If a new agency is to be created, it should be focused on the purported problem – and its rulemaking, supervisory and examination, information requesting, and enforcement authority should be restricted to the financial services businesses that supposedly caused the problem. Other businesses will remain subject to the jurisdiction of the FTC, which should retain its broad, existing authority to enforce existing Federal consumer protection laws against non-financial services businesses.

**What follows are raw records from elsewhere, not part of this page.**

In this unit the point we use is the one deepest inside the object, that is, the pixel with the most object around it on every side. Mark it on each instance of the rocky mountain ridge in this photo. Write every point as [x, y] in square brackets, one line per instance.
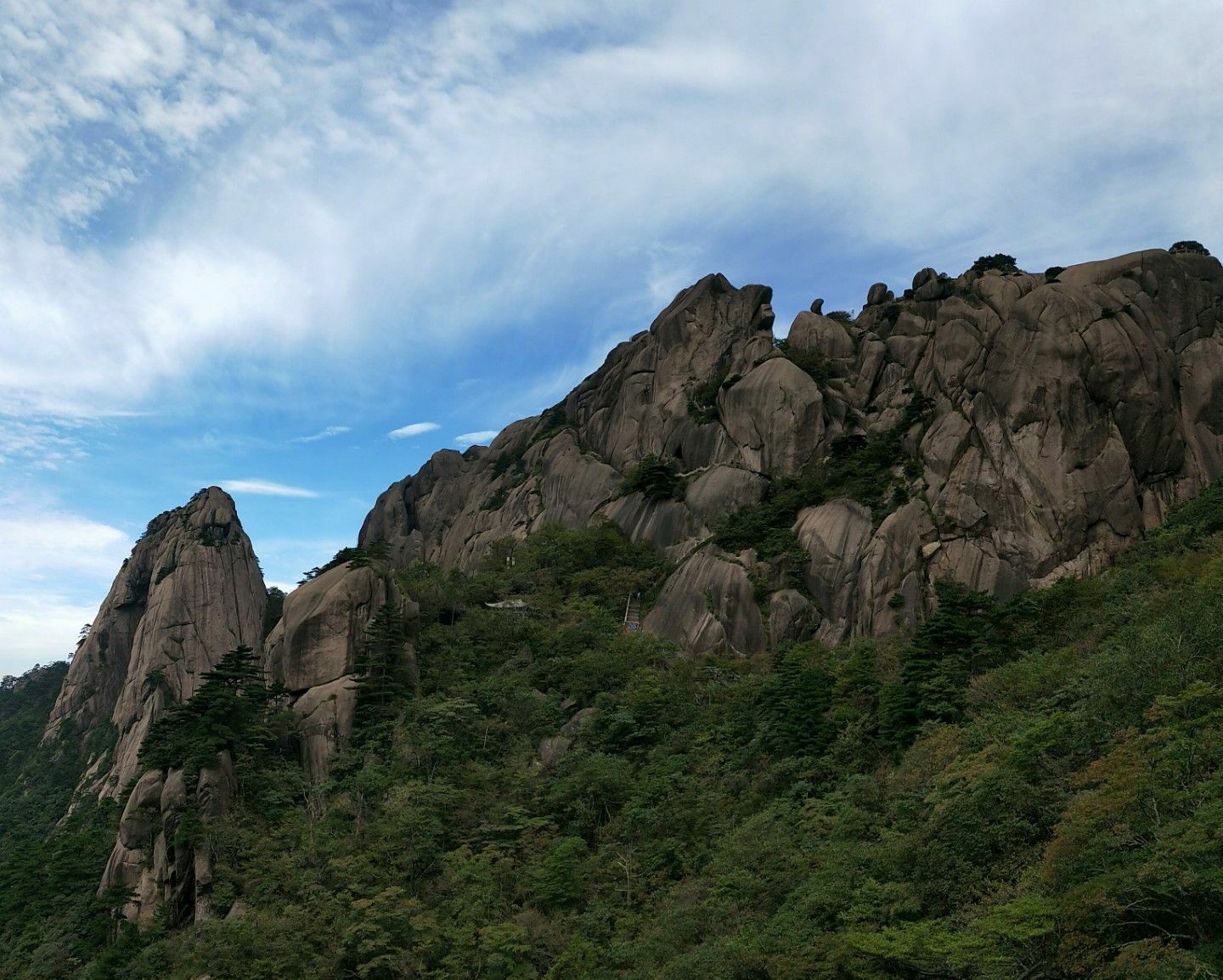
[1065, 413]
[995, 430]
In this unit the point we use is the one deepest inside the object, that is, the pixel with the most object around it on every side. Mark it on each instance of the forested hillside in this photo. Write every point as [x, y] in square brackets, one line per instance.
[1017, 791]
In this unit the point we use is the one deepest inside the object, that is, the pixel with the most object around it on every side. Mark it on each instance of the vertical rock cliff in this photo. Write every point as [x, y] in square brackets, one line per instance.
[189, 591]
[1036, 424]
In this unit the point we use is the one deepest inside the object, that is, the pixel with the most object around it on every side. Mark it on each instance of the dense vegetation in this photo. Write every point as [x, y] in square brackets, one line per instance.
[1020, 791]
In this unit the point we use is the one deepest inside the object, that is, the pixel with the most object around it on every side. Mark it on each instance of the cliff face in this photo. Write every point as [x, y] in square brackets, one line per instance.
[1063, 417]
[189, 591]
[312, 652]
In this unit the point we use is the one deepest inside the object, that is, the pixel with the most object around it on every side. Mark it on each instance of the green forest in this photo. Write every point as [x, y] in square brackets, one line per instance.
[1030, 789]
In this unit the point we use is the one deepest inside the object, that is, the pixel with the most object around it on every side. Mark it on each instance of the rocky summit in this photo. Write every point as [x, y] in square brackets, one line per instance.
[191, 590]
[893, 475]
[1034, 425]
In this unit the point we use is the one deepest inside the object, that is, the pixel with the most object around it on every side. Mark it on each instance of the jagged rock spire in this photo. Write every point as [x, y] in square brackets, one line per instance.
[189, 591]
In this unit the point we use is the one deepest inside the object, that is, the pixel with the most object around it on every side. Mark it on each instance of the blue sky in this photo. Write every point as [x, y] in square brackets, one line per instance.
[246, 244]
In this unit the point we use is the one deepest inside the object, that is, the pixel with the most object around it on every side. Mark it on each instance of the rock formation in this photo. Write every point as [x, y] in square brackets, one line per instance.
[1064, 415]
[189, 591]
[312, 651]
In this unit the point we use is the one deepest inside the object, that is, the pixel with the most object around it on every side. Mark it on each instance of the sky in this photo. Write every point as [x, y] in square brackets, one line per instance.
[295, 249]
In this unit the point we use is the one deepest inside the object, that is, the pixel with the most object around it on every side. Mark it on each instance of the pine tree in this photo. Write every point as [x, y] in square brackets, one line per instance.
[383, 682]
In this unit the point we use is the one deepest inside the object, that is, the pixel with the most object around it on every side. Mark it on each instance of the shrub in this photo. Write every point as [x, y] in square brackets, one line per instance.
[1189, 247]
[703, 399]
[656, 477]
[1004, 264]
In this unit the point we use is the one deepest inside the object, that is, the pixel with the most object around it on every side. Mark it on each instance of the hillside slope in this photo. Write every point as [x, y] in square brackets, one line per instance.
[1022, 789]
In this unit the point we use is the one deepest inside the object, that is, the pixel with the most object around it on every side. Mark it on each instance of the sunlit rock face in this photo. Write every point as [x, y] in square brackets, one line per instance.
[1065, 415]
[189, 593]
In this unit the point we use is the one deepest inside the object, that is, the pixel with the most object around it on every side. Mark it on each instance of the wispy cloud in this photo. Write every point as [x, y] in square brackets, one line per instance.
[266, 488]
[327, 433]
[54, 569]
[416, 428]
[280, 230]
[476, 438]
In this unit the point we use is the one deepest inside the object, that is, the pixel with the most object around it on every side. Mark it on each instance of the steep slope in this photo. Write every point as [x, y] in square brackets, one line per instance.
[998, 430]
[189, 591]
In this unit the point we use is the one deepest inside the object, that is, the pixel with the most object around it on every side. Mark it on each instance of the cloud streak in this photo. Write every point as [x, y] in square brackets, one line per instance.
[669, 130]
[414, 428]
[327, 433]
[266, 488]
[54, 569]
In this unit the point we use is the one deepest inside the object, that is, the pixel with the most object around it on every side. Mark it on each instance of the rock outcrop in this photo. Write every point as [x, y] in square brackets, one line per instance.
[1063, 417]
[312, 654]
[153, 859]
[189, 591]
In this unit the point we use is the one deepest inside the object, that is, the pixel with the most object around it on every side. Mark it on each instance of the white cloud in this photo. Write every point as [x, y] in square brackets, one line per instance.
[266, 488]
[39, 544]
[476, 438]
[414, 428]
[297, 170]
[327, 433]
[54, 572]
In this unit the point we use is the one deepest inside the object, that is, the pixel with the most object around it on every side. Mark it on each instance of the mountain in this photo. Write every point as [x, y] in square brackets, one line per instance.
[447, 747]
[191, 590]
[1000, 430]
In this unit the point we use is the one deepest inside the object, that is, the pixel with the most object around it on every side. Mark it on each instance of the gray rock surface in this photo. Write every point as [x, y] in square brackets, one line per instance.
[312, 652]
[1065, 419]
[189, 593]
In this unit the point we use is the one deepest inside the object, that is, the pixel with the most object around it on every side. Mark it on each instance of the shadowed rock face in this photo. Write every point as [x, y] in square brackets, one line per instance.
[312, 652]
[189, 591]
[1067, 417]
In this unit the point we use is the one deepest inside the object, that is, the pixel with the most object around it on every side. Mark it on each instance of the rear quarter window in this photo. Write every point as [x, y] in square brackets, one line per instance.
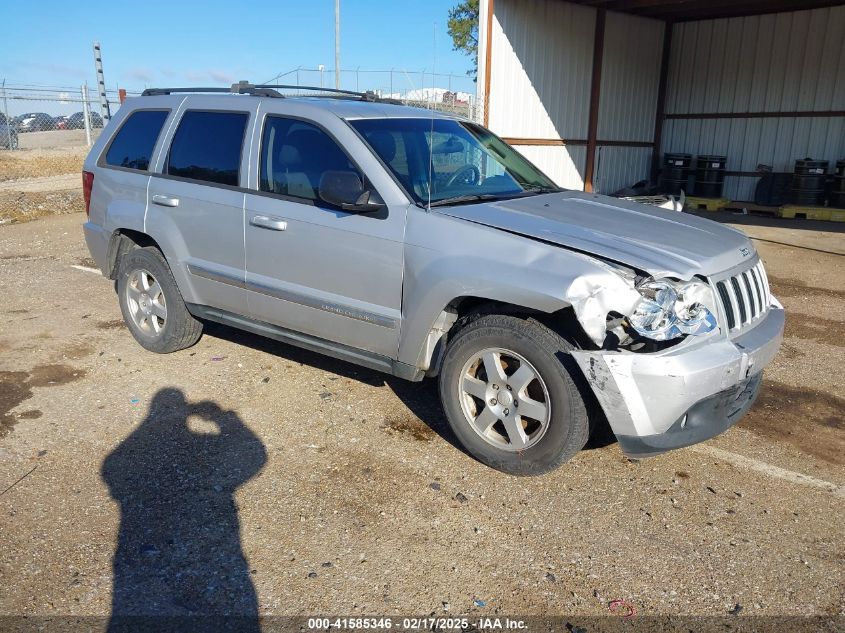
[132, 146]
[207, 146]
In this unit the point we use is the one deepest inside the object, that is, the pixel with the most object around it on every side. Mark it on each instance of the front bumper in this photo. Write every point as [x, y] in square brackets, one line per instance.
[686, 394]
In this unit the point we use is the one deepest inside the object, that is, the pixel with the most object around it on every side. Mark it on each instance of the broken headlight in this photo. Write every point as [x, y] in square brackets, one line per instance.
[670, 309]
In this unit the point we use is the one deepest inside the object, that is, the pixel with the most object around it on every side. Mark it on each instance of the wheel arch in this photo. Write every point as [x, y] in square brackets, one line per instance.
[464, 309]
[121, 242]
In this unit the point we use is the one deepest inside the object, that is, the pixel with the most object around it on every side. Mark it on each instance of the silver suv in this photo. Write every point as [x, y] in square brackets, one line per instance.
[420, 244]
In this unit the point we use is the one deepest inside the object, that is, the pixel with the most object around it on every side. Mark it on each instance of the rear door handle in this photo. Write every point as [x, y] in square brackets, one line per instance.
[267, 222]
[165, 201]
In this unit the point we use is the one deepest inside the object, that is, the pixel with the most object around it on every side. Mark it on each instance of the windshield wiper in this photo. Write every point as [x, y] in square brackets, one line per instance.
[540, 189]
[476, 197]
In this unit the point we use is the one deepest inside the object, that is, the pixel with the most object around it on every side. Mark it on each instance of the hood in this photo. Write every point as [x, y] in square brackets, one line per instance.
[658, 241]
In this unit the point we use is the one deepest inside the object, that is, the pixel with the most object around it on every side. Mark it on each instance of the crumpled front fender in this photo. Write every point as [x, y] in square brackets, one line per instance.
[593, 296]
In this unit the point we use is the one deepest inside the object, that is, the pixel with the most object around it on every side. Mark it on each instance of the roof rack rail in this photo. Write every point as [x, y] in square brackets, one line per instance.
[340, 94]
[271, 90]
[242, 87]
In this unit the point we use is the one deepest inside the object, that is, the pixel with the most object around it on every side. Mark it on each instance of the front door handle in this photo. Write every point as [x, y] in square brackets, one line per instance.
[267, 222]
[165, 201]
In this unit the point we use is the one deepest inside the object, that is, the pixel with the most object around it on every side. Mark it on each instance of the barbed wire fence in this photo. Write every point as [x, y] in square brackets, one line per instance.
[36, 116]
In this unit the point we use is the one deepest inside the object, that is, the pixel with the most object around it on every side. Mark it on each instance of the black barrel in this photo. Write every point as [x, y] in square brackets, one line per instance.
[710, 176]
[808, 182]
[837, 193]
[676, 169]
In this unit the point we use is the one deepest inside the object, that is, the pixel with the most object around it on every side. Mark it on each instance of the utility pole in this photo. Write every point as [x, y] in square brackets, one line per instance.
[6, 115]
[101, 84]
[337, 44]
[86, 113]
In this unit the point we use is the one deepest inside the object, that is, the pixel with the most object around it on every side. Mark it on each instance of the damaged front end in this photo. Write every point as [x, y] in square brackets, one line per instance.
[672, 367]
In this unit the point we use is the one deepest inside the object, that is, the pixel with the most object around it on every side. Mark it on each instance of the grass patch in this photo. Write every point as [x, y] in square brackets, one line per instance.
[21, 206]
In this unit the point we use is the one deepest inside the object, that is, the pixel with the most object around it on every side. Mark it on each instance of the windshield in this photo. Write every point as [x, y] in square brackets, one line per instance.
[468, 162]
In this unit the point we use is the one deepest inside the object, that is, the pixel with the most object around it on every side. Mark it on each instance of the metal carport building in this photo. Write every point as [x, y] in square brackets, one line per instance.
[595, 91]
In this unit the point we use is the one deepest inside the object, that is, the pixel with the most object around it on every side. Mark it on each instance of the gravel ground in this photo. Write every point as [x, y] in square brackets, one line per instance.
[243, 474]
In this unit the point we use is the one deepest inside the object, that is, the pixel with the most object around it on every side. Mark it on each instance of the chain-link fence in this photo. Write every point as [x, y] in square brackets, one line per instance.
[51, 117]
[61, 117]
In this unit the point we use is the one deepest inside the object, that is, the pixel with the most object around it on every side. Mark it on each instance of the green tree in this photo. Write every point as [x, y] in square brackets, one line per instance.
[463, 28]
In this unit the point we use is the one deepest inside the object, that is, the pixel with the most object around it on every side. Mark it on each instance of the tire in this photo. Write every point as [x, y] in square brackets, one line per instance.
[539, 447]
[152, 306]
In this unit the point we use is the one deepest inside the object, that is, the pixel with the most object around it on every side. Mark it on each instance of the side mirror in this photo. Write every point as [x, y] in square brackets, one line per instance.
[344, 189]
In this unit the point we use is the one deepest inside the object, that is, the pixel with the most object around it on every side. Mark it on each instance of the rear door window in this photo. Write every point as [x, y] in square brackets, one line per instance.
[294, 157]
[207, 147]
[132, 146]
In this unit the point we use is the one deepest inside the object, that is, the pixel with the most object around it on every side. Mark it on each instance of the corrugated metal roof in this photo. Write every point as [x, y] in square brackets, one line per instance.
[682, 10]
[771, 63]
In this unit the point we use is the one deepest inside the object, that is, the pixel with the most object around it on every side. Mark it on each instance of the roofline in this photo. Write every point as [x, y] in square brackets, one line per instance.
[271, 90]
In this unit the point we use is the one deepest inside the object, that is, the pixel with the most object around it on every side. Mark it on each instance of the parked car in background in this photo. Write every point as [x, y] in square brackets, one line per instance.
[34, 122]
[8, 134]
[76, 121]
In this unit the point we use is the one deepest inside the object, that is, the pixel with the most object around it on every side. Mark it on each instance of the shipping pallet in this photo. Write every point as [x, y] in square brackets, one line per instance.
[708, 204]
[812, 213]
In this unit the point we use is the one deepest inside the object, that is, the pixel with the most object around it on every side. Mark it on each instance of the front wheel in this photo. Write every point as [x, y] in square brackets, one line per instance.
[152, 305]
[510, 392]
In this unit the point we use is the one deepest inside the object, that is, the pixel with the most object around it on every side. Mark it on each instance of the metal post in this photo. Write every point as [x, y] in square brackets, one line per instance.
[101, 83]
[337, 44]
[6, 114]
[86, 113]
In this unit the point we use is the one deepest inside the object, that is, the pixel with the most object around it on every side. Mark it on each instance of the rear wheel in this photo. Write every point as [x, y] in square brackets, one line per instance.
[152, 305]
[510, 391]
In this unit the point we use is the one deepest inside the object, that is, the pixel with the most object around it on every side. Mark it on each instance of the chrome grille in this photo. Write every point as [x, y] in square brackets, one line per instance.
[744, 297]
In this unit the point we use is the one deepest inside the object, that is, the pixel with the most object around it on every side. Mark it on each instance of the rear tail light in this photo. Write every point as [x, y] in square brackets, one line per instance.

The undersigned organizations urge the Senate to address these concerns during consideration of S. 3217.

Sincerely,

American Escrow Association
Associated Builders & Contractors, Inc.
Consumer Data Industry Association
Consumer Electronics Association
Direct Marketing Association
Electronic Security Association
Electronic Transactions Association
Financial Services Institute
Independent Electrical Contractors, Inc.
International Franchise Association
National Association of Professional Background Screeners
National Association of Wholesaler-Distributors
National Federation of Independent Business
NetChoice
Society of American Florists
The National Business Coalition on E-Commerce and Privacy
The National Ready Mixed Concrete Association
U.S. Chamber of Commerce

Cc: The Members of the United States Senate

1 The bill's "exclusion" for retailers is illusory, because it only excludes them if they do not engage in any of the conduct that triggers coverage in the first place. Because many merchants and retailers extend credit, which is defined as a "consumer financial product or service," all such merchants and retailers are subject to coverage under the bill. The bill contains similar circular exemptions for lawyers and real estate brokers.